With photographs and maps, a new exhibit at the Huntington Library in San Marino details the DWP’s pivotal role in the conceptualization and development of semiarid Los Angeles. “Envisioning Eden. Water and the Selling of Los Angeles, 1880-1930" depicts how the DWP’s diversion of water from the Owens Valley made possible the rapid settlement of this area. This is an old story: Water was fact and symbol, helping to realize a vision of Southern California as a proud region built on strong civic virtues and middle-class values.
“There it is. Take it!” engineer William Mulholland said in 1913 as the 233-mile-long Los Angeles Aqueduct first delivered Owens River water down the spillway and eventually to lawns, fountains and subdivisions seemingly without end.
The story of the Owens Valley is less often told. The DWP diversions extracted a high price there, draining the rushing, Sierra-fed Owens River to a dribble and turning the vast Owens Lake into a 110-square-mile dust bowl.
In 1991 the DWP began trying to make up for the river diversion, agreeing to limits on the amount of water it would take and to restoration of some of the riparian habitat.
But the dry lake bed remains a major air pollution problem. On most days, the air in Owens Valley is among the cleanest in the nation. But when the wind blows, dust from the lake bed covers surrounding towns with the highest particulate count in the nation. Residents often stay indoors then or wear masks when they venture out.
The federal Clean Air Act requires the Owens Lake dust problem to be settled by 2001, just a moment away for a problem this big.
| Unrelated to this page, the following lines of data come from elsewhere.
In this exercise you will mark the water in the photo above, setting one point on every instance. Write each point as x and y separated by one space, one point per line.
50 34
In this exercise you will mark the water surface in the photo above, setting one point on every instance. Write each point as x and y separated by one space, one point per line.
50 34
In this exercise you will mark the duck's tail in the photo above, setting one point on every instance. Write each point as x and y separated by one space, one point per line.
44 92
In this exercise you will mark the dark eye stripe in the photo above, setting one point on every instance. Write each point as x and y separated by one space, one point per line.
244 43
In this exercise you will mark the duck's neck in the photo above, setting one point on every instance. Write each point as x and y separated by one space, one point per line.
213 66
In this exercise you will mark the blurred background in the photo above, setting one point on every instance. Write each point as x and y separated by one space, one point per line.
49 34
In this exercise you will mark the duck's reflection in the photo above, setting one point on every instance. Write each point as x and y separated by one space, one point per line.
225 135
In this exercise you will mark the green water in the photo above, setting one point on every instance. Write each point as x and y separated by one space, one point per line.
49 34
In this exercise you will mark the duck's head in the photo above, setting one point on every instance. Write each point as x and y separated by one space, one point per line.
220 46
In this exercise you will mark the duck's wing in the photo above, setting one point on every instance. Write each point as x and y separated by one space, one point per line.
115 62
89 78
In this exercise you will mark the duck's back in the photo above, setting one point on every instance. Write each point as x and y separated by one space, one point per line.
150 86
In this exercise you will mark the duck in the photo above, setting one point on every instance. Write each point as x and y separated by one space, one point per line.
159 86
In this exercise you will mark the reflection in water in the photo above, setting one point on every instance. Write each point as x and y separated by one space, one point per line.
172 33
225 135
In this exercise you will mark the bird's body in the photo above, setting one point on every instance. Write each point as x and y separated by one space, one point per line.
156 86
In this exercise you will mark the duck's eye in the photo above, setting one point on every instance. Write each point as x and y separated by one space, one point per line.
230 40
A 35-square-mile portion of the lake bed presents the biggest challenge. Plans include piping water through grasses planted to anchor loose soil and to provide additional wildlife habitat.
The Great Basin Unified Air Pollution Control District, in charge of the cleanup and revival, has been working with the DWP for a number of years.
A 1982 state law designated the DWP to pay for much of the work. But now, inexplicably, the DWP has told the Great Basin district that it will not pay next year’s cleanup assessment and has petitioned the state Air Resources Board to reconsider whether it should be held responsible for cleanup at all.
This sorry behavior does not distinguish the DWP nor mitigate the upstream problems that the agency wrought when it created its Eden downstream. The DWP should do its part and get back to work on the lake bed problem.